Il s'agirait de la quatrième incursion turque depuis le début de la guerre civile en Turquie en 2011, dans le but de contrôler la frontière turco-syrienne contre l'État islamique et les YPG. La dernière, en 2019, n'a pas atteint ses objectifs, la Russie et les forces loyales à Damas étant entrées en territoire YPG, ce qui a conduit à un cessez-le-feu et à un accord sur des patrouilles conjointes entre Moscou et Ankara, qui tentent depuis de maintenir un équilibre complexe des forces dans le nord de la Syrie.
Toutefois, un éventuel affaiblissement de la présence russe dans le pays arabe pourrait permettre à la Turquie de terminer ce qu'elle a commencé et d'établir pleinement ses "zones de sécurité".
En outre, l'annonce d'Erdoğan intervient dans le contexte de son rejet de l'adhésion à l'OTAN de la Suède et de la Finlande, qu'il accuse de soutenir le PKK, une démarche qui, selon Marc Pierini, expert de la Turquie et du Moyen-Orient, est davantage liée aux élections présidentielles et législatives de 2023 en Turquie, pour lesquelles le leader de l'AKP talonne ses rivaux dans les sondages.

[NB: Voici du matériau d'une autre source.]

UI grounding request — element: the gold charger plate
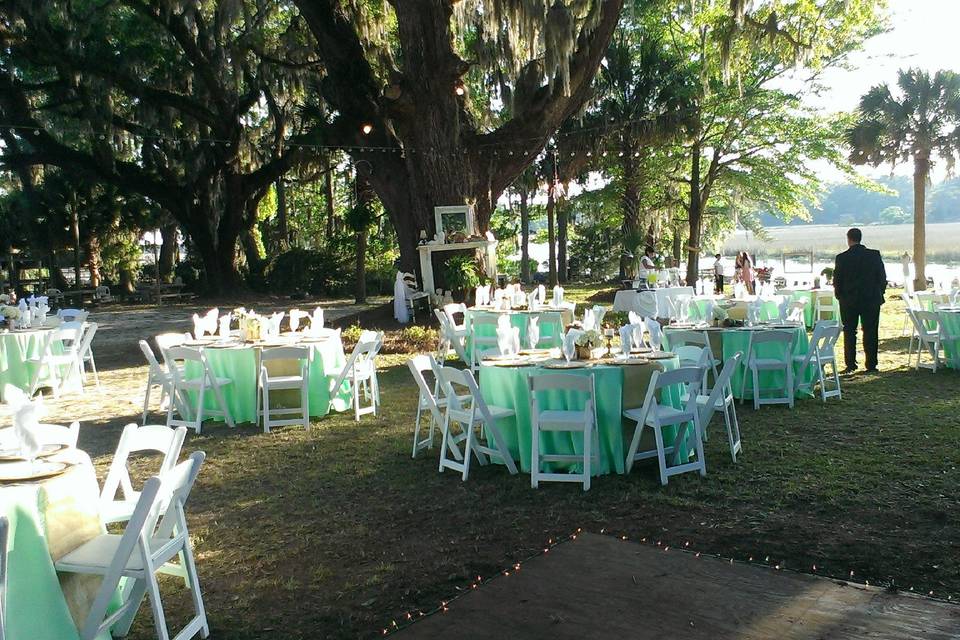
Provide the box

Toutefois, affirme Pierini, "cette question est éclipsée par le sentiment inéluctable que l'objection turque vise également à faire le jeu du Kremlin, bien que cela ait été démenti par les cercles gouvernementaux d'Ankara".

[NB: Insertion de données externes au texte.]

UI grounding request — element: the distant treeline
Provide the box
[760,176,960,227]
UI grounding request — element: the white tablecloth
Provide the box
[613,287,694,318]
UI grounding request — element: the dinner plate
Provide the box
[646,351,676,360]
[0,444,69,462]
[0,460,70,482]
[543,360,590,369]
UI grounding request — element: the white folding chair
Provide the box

Dans l'attente de plus de détails sur l'offensive turque et l'éventuelle augmentation de l'influence iranienne, un premier contact pourrait avoir lieu lors du prochain cycle du processus de paix dit d'Astana, provisoirement prévu du 14 au 16 juin, a annoncé mardi le porte-parole du ministère kazakh des Affaires étrangères.
Organisé dans la capitale du Kazakhstan (appelée Nur-Sutan à partir de 2019), le processus de paix d'Astana a été lancé par la Russie, la Turquie et l'Iran en 2017, dans le but de parvenir à une solution au conflit syrien satisfaisante pour les trois parties. Aujourd'hui, Moscou, Ankara et Téhéran ont l'occasion de se rencontrer pour la première fois depuis le début de l'invasion afin d'établir les nouvelles règles du jeu en Syrie et de gérer l'éventuel retrait russe.